I had always imagined that where client/server performance is concerned, the "hard part" is simply to get the data out of the database and into the PASOE session (into local temp tables).  I had hoped that we would be home free after that "hard part" was finished.

However I'm now finding that even after the data has been placed in the PASOE session, we aren't yet out of the woods.  The ABL runtime can still spend another 50% of the time doing CPU-bound work.  If I look in the profiler, it seems that CPU bottlenecks can be located in the last place you would expect (running constructors, BIND'ing datasets, invoking methods, etc).  I recently asked about performance problems with method invocations here:

https://community.progress.com/community_groups/openedge_development/f/19/t/60023

Some people compare performance issues to the layers of an onion.  You can peel back one performance bottleneck to reveal another and another.  I understand that it is a never-ending effort.  And I suspect that it is extremely hard to get a performance issue prioritized by technical support, considering that it doesn't cause a production outage and there is always a workaround (ie. wait longer).  But I'm wondering if anyone has ever tried to report an ABL performance "bug" and successfully convinced Progress to fix it.  I'd love to hear about it, and it may help me get brave enough to start opening tickets for some of the things that seem excessively slow in ABL.  Please let me know.

All Replies

Posted by Thomas Mercer-Hursh on 04-Nov-2019 21:36

One has to be careful about what one calls a bug.  We have certainly seen bugs over the years where a particular release had a sudden, dramatic decrease for an operation which previously had performed adequately and mostly I think these get fixed with reasonable promptness.  But, it seems to me that the kind of thing you are having an issue with are more inherent to the nature of ABL ... not that one can't imagine some ABL like language performing better on that feature ... and, indeed, some pretty dramatic performance improvements have been introduced over time ... but that the performance you see today is similar to the performance you have seen since the feature was first introduced in the language.
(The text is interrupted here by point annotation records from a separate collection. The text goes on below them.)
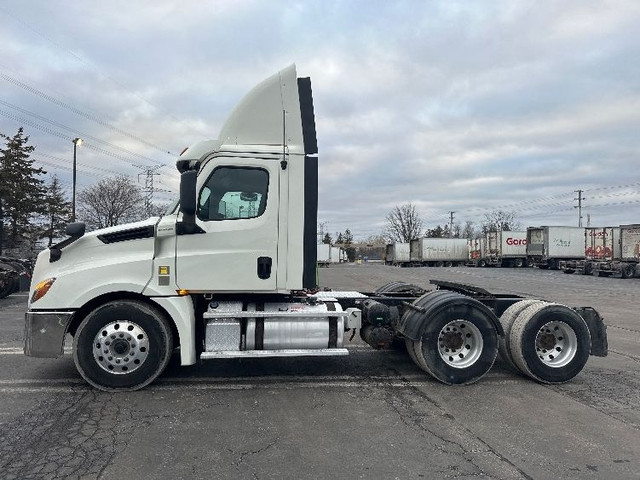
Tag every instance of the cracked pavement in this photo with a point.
(369, 415)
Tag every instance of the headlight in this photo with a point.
(41, 289)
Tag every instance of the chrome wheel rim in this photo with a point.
(556, 344)
(121, 347)
(460, 344)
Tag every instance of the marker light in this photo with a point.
(41, 289)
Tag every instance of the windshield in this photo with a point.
(173, 206)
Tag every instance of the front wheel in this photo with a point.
(122, 345)
(458, 345)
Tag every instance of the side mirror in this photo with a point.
(188, 181)
(75, 230)
(188, 203)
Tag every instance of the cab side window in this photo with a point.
(232, 193)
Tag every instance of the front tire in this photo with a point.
(122, 345)
(458, 345)
(506, 320)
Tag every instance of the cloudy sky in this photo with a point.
(464, 106)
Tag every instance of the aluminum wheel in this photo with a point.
(556, 344)
(460, 343)
(121, 347)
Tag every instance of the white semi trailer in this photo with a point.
(220, 284)
(506, 248)
(549, 245)
(397, 254)
(438, 252)
(601, 245)
(627, 264)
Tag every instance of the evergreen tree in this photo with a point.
(21, 191)
(57, 211)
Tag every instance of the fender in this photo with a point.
(414, 320)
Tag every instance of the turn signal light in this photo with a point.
(41, 289)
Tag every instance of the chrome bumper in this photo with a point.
(44, 333)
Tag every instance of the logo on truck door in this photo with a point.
(516, 241)
(164, 275)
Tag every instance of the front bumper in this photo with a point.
(44, 333)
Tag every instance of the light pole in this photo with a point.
(76, 143)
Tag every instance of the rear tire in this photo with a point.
(458, 345)
(550, 343)
(628, 271)
(122, 345)
(506, 320)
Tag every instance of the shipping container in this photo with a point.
(397, 254)
(626, 254)
(476, 252)
(323, 254)
(438, 251)
(600, 244)
(548, 245)
(630, 243)
(507, 248)
(326, 254)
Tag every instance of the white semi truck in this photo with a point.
(212, 281)
(547, 246)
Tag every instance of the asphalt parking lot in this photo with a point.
(372, 414)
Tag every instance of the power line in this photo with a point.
(81, 113)
(83, 135)
(95, 68)
(579, 206)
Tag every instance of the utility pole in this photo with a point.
(579, 206)
(321, 226)
(149, 173)
(451, 224)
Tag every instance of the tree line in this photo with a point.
(35, 209)
(403, 224)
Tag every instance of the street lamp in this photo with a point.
(76, 143)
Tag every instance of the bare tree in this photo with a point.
(500, 220)
(110, 202)
(403, 223)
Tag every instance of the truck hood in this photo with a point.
(110, 259)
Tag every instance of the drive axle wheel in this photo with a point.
(550, 342)
(506, 320)
(122, 345)
(459, 341)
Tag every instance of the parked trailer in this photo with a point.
(548, 245)
(601, 244)
(506, 248)
(327, 254)
(219, 285)
(397, 254)
(627, 265)
(438, 252)
(477, 252)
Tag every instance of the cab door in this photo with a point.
(238, 214)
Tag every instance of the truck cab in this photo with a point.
(230, 272)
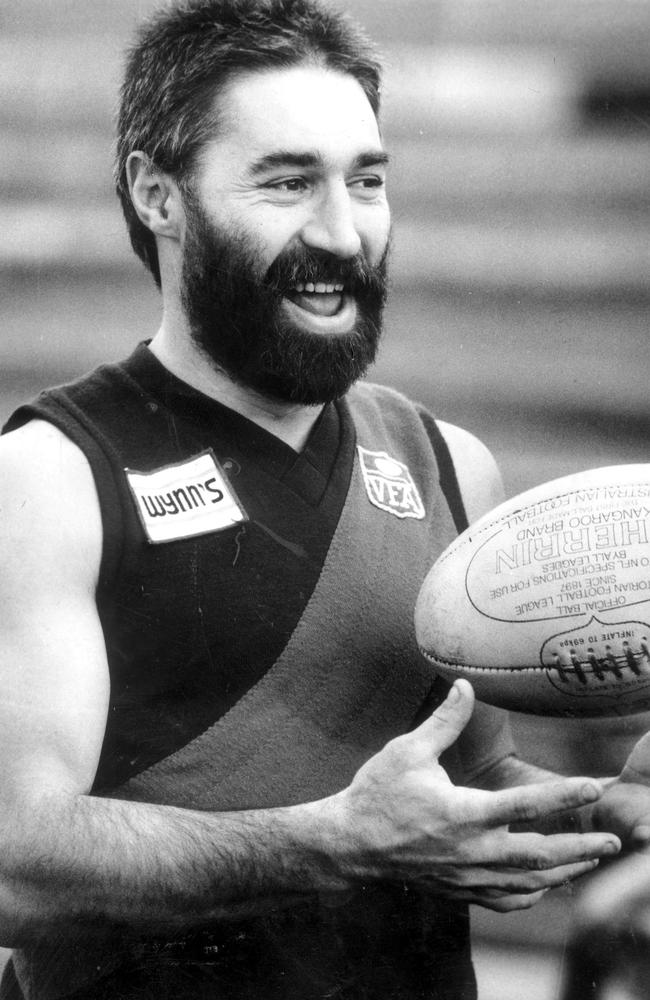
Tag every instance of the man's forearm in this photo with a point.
(84, 860)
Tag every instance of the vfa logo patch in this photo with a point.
(389, 484)
(186, 499)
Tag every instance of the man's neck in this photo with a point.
(291, 422)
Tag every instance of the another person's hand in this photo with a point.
(410, 822)
(625, 807)
(609, 953)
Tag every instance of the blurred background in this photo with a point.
(520, 134)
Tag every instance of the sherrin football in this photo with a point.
(543, 604)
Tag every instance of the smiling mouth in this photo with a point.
(319, 298)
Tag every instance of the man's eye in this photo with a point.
(289, 184)
(370, 185)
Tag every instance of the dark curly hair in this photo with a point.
(185, 52)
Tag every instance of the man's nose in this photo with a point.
(331, 226)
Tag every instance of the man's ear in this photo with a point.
(155, 196)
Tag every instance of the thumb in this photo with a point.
(446, 724)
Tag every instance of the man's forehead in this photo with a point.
(303, 109)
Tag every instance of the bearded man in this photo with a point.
(220, 743)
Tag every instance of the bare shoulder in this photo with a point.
(478, 474)
(48, 500)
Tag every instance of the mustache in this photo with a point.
(300, 265)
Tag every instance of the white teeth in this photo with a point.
(319, 287)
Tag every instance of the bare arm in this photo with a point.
(68, 858)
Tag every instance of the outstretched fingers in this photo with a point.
(531, 803)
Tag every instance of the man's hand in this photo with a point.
(411, 823)
(625, 806)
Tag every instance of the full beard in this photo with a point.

Some of these are things that only show up in tight loops with limited internal processing, i.e., operations which are not actually very characteristic of real world processing.  If takes, for example, the time between the operator signals completion of the current screen until the time that a fresh piece of work is offered to the operator, a time when the operator is generally more tolerant of small delays,then is only certain specialized applications where the processing needed at that point is large enough to cause a meaningful delay end to end, so one has no concern that some particular piece of it is 100X slower than C or whatever.  There are, of course, cases where that is not true like packing or routing problems which are a challenge in any language and are good use cases for the use of an external language.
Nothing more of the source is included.